Здоровый Человек закончил чистку бушлата. Надел его на себя. Подошёл к серванту и достал из него книгу. Вернулся к стулу  и сел на него.

ЗЧ: Через три дня, получив в паспорте печать о сдаче полномочий на владение квартиры, я купил небольшую подержанную моторную лодку с кают-компанией и кухней.
Когда я был маленьким мальчиком, я страстно увлекался морем. Я читал всё подряд. Все, что было связано с морем. Морские рассказы, повести и романы. Я учился вязать морские узлы. Учил морской язык, на котором говорят мореплаватели. Любимой одеждой была тельняшка. Я мечтал стать капитаном корабля.
Я хотел поступить в мореходное училище. Один профессор на медкомиссии задал мне вопрос, совершенно не относящийся к морю. От неожиданности я забыл собственное имя. Приговор был суров и страшен. Я заболел. Мало ел. Мало пил. Мало спал. Но тогда я услышал впервые голос, который мне сказал: «Всему своё время». Это теперь я знаю об этом. Это был тот самый голос, но я не запомнил его, а начал стойко и мужественно переносит все тяготы и лишения жизни.
Но теперь… Теперь — я капитан. Своего корабля, по имени…

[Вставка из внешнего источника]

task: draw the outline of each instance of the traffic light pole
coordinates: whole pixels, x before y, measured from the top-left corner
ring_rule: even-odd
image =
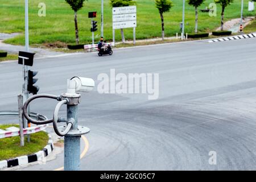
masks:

Где-то зазвонил телефон, заставив Здорового Человека не назвать имени корабля. Здоровый Человек подошёл к столу. Снял трубку с телефонного аппарата. Говорит в трубку.

ЗЧ: Слушаю. Да, слышу. Кого? Вы ошиблись.

Здоровый Человек кладёт трубку на телефонный аппарат. Отрывает телефонный шнур от аппарата. Возвращается к стулу, делая какие-то движения со шнуром. Не садится на стул… Ставит одну ногу на стул. Наклоняется к Зрителям.

ЗЧ: А книгу я издал. Сам. Она в одном экземпляре. Вот она. Я сделал её своими руками. Она всегда будет со мной, пока не станет, нужна всем. Нет большей радости для автора, чем выход в свет его произведения после…

Звонит телефон. Здоровый Человек кладёт книгу на стул и подходит к столу. Снимает трубку с телефонного аппарата. Говорит в трубку, взяв в руки телефонный аппарат. Медленно уходит со сцены.

ЗЧ: Слушаю. Да, слышу. Нет. Он умер.




                                                                        КРАЙ


                                                                                                                       08.02.2010 год. Киев.